Humans have moved into the arena of naming spirits and forces but have yet to develop "placating ceremonies." Crops depend on the sun and rain. There is an "I-It" relationship to the natural world and spirit world. There is "an impersonal spirit but inanimate."

Later, we've moved into an "I-You" (is there any influence from Martin Buber's I-Thou ?)relationship. The human thanks the flood by giving "him" an offering. Therefore, the elements have become personified.

The storm, the wind, the wild boar, and the water will know we mean them no harm if we put a high stone on a rock. They can then see we are not out to hurt them.

A lot more time passes, and we have the Canaanites and their fertility deities like Astarte (Ashtart) called Ashtoreth by the Hebrews, Ishtar by the Babylonians, and Aphrodite by the Greeks. Basically, we go from 1. self-awareness to 2. awareness of the natural world to 3. seeing the need for showing the elements that we are nice people to 4. personifying the elements to 5. placating the evil spirits who may cause us harm to 6. pleasing the fertile spirits/gods for the continuation of our self (both reproducing our own kind and the reproduction of the Earth).

Our monoliths are now established, considered dropped down from the sky by the gods. These stones became special and among the many monoliths erected, certain ones became holy. Trash collected around them and eventually covered most of the rock leaving just the top. This symbol becomes the "father of all gods" or "El," the source of all power.
The rise of monotheism is an attempt to pull all the gods together into one.
I realize that this is a pretty oversimplified explanation of the rise of monotheism. I sort of wanted it that way. To start, I, myself, need a simple way of understanding this process.
But why couldn't there have just been "God?"

4 comments:

Stew said...

It does beg the question of why the omnipotent and omniscient one has been so crap at revealing himself to the world. Everyone seems to hear a different message, and even those that read from the same book end up interpreting it differently. If only he would come blazing out of the sky and announce to humanity, "No, you dolts, it's like this ...."

pecheur said...

I wonder that myself.

And then what does the incarnation do in helping His revelation?

Yes, many different messages interpreted from one book. Why is that not the case with Shakespeare or Hammurabi?

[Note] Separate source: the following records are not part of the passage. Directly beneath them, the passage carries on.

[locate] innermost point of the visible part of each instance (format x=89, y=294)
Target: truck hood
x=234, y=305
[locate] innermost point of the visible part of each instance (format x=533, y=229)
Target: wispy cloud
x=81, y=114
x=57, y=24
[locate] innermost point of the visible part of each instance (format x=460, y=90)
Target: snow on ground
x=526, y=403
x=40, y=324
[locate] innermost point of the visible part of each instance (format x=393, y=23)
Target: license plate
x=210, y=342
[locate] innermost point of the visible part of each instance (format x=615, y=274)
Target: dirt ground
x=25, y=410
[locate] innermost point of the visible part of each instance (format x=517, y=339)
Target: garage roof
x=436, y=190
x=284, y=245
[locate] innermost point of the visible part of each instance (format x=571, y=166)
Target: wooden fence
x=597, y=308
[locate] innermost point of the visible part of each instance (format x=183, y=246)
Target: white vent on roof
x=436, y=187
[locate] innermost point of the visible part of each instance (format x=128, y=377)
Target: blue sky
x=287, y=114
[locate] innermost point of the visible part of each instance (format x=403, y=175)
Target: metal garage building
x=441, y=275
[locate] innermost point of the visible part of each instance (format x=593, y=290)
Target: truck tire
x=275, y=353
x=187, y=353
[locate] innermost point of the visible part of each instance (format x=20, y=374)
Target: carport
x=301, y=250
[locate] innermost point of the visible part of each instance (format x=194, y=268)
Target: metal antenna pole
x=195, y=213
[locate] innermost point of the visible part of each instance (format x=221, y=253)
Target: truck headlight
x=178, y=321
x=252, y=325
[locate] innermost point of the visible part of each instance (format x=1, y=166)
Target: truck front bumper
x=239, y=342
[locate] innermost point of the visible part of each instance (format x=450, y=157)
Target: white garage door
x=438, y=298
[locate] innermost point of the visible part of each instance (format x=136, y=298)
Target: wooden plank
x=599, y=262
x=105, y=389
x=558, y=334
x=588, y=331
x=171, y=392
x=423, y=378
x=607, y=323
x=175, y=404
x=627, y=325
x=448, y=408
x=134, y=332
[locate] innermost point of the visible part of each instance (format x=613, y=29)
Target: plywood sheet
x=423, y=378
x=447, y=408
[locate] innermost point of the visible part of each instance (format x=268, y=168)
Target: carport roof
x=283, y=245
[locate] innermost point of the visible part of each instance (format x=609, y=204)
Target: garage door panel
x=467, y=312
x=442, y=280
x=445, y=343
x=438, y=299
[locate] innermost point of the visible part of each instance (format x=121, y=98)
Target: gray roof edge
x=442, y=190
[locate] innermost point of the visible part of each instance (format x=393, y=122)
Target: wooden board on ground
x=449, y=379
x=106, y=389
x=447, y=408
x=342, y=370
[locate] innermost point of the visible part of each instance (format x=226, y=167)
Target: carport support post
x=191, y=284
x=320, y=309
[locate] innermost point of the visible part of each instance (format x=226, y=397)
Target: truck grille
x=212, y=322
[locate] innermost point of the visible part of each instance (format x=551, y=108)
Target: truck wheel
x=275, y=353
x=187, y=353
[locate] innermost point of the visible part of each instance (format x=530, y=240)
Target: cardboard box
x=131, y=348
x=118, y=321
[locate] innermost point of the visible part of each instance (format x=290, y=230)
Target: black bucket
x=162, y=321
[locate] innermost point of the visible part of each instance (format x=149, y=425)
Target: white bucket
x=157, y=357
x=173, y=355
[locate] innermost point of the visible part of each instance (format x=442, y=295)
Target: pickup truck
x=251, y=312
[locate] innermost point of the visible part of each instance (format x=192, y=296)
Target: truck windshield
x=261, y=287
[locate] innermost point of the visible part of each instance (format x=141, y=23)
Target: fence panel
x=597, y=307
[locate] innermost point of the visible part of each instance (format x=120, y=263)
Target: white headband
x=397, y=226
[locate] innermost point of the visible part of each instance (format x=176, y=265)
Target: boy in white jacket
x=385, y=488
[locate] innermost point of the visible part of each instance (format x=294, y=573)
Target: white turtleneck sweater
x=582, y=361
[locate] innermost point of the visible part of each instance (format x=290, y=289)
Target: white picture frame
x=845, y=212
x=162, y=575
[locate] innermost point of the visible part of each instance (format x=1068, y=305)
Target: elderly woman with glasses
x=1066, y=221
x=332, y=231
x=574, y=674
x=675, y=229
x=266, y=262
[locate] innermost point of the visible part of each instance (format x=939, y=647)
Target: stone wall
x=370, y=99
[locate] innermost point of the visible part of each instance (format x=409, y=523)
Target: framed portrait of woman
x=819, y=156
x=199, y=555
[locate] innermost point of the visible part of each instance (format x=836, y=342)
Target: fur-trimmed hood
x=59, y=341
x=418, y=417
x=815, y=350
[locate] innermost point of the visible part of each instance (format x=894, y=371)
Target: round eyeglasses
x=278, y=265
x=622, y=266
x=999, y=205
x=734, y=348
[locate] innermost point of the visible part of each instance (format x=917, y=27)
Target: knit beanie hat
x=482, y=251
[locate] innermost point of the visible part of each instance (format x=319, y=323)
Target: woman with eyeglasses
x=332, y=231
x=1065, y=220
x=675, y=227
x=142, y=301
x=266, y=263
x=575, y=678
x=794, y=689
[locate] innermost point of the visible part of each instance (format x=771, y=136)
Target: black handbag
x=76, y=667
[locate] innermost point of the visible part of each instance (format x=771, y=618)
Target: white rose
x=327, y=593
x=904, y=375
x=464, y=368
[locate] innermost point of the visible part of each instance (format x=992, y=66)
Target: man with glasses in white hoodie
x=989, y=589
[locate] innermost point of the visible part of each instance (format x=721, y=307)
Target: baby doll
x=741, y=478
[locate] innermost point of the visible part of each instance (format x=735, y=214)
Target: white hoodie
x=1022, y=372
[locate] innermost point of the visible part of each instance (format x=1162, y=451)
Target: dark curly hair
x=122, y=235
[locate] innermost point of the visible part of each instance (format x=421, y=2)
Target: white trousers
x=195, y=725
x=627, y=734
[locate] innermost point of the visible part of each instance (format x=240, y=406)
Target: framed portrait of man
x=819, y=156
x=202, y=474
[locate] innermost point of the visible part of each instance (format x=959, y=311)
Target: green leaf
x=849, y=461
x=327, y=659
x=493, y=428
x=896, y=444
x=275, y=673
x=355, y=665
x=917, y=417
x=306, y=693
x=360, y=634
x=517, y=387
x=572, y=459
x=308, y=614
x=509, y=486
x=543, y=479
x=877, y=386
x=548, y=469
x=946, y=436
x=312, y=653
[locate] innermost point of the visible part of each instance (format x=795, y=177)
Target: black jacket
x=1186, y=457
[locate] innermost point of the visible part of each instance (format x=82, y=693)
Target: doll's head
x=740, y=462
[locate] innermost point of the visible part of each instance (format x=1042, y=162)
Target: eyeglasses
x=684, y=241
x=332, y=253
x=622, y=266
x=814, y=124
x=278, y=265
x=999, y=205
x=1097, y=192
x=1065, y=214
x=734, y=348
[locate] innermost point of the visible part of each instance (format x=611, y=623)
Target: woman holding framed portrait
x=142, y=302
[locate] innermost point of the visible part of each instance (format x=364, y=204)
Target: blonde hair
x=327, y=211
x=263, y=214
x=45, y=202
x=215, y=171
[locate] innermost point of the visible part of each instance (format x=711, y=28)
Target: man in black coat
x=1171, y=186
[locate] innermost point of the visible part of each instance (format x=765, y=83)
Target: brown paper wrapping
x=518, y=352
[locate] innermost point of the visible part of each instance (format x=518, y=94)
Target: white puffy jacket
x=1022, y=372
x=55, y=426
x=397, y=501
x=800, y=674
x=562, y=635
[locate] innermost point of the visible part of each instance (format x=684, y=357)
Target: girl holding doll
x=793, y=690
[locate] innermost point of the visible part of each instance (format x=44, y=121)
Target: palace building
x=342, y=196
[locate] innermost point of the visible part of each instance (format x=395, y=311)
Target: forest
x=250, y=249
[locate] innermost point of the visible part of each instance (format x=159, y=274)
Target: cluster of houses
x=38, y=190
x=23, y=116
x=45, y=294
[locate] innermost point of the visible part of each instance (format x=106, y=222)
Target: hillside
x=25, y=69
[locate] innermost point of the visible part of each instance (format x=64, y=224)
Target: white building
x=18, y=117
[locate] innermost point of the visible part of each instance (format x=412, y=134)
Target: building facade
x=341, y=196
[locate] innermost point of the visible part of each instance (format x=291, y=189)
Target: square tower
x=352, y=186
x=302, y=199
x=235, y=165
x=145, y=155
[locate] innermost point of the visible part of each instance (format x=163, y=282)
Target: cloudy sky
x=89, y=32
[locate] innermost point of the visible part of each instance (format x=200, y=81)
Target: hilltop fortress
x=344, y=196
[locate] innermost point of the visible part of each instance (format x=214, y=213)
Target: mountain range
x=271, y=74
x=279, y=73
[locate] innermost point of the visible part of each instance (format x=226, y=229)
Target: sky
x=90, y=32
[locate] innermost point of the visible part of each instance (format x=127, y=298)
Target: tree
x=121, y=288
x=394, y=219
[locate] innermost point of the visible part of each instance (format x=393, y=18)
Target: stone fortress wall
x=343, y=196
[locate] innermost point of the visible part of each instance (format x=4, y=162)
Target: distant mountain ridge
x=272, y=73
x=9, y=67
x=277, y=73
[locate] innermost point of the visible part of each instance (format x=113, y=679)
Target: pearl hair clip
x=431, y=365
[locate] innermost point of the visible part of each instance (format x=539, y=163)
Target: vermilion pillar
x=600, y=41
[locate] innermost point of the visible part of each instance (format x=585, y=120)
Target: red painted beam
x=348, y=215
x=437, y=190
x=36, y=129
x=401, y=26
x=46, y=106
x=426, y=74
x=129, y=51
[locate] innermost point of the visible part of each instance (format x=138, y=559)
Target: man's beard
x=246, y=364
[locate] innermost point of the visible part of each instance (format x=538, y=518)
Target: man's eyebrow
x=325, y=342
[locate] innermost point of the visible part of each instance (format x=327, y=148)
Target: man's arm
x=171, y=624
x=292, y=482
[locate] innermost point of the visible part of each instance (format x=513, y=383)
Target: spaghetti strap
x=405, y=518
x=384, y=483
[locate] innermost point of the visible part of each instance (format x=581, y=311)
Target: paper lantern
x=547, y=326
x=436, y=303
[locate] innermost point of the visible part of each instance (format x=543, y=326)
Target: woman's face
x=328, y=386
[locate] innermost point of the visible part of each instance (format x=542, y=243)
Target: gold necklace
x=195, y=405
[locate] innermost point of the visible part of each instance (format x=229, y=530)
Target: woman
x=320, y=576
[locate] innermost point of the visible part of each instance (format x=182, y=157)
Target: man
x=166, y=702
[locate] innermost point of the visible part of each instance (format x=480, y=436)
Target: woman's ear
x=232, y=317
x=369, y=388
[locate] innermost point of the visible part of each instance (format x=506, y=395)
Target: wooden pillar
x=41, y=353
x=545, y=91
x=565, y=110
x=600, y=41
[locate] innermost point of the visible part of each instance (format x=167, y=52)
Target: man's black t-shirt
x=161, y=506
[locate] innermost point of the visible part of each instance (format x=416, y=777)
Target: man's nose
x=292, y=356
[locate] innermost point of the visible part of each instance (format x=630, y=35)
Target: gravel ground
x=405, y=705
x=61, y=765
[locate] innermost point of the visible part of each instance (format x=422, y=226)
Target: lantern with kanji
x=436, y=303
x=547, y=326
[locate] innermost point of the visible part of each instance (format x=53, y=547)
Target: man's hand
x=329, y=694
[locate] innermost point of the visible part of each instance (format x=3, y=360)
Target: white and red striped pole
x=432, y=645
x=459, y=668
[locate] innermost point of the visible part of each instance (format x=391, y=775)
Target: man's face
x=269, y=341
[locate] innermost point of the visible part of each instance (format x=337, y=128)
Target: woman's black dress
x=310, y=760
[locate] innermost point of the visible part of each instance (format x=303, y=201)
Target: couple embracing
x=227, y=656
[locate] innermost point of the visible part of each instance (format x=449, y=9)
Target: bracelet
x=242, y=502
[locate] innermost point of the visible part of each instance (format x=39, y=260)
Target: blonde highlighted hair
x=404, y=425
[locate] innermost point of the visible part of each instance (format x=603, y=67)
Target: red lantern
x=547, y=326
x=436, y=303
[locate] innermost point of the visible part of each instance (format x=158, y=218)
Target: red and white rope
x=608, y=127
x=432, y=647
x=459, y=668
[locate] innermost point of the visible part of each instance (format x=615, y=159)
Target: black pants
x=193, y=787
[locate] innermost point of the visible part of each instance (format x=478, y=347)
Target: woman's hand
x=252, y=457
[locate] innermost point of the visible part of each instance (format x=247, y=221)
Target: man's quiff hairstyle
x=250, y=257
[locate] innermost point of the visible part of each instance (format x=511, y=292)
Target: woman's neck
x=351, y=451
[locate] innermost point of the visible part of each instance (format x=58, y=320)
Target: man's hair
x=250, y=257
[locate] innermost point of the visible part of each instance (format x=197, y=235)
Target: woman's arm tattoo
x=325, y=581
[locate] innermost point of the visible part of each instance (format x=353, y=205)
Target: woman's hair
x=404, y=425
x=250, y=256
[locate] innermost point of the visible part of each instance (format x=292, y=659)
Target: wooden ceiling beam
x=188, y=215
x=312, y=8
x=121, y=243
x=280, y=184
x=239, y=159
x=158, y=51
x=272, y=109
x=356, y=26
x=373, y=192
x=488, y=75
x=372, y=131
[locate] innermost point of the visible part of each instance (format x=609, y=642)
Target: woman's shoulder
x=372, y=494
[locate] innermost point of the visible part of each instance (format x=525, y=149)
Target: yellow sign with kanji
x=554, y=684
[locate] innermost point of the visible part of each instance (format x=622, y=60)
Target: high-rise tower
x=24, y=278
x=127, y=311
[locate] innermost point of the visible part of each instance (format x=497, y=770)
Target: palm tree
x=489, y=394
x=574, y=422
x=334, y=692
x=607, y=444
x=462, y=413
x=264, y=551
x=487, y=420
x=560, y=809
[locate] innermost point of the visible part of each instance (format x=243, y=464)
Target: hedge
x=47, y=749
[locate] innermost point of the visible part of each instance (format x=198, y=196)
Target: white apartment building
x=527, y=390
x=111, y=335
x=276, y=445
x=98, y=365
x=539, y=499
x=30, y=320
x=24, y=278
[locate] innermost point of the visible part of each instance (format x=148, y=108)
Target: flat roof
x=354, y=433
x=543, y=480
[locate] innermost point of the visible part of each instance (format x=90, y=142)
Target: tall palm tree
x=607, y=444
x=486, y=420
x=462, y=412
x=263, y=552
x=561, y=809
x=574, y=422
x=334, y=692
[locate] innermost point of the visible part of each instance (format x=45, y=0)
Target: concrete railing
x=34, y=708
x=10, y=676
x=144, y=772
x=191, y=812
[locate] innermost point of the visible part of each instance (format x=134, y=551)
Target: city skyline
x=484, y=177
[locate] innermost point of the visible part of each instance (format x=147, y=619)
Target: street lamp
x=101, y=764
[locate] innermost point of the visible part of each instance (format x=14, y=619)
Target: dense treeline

I wish you would have been able to finish the ... I'd be interested in knowing what'd he say. =)

drlobojo said...

I re-read 'The Source' last year. I read it every decade of so. El of course is a monolithic (one rock) god, with a family so to speak. Re: El-ohim of the Bible chapter one. When you dig deep enough into Pagan religion you will find one god with lessor gods (personalities) eminating from he or she. Not all that different from the Roman Catholic pantheon of the trinity, Mary, and he saints. Of course the "degree" of worship is different in that pantheon, the Trinity receives adoration, Mary does too I think, but maybe not, and the Saints just get veneration. Again dig deep into the ways the different Pagan pantheons were "worshiped" and you find levels of such.
Of course, the very concept of the Trinity causes those outside our initiation to question whether our God is more than one as well. Most times I see the Trinity as something professed to be unique in religion, but is is far from it.
The Egyptians,as an intitial example were creating trinities and triumpherets 3000+ years before the Capadocian Fathers worked out the acceptable formula for the Christian Trinity. (See: Osiris-Isis-Horus)
I do think God has been revealing his/herself all along and we humans have recognized as much of him/her as we could at the time. In a thousnad years our decendents may look back from some distant plant and wonder at our primative understanding of god in the 21st century.

pecheur said...

Oops. thanks for clarifying. yes, El is the monolithic god there.

So what if man started out understanding God in pagan terms and x-amount of thousands of years later, here we are. Could this be possible?

Great idea though of what the concept of God will be another 5000 years. We will certainly look like cave men ourselves.

This is one of my favorite books. Glad to see someone else is reading it also.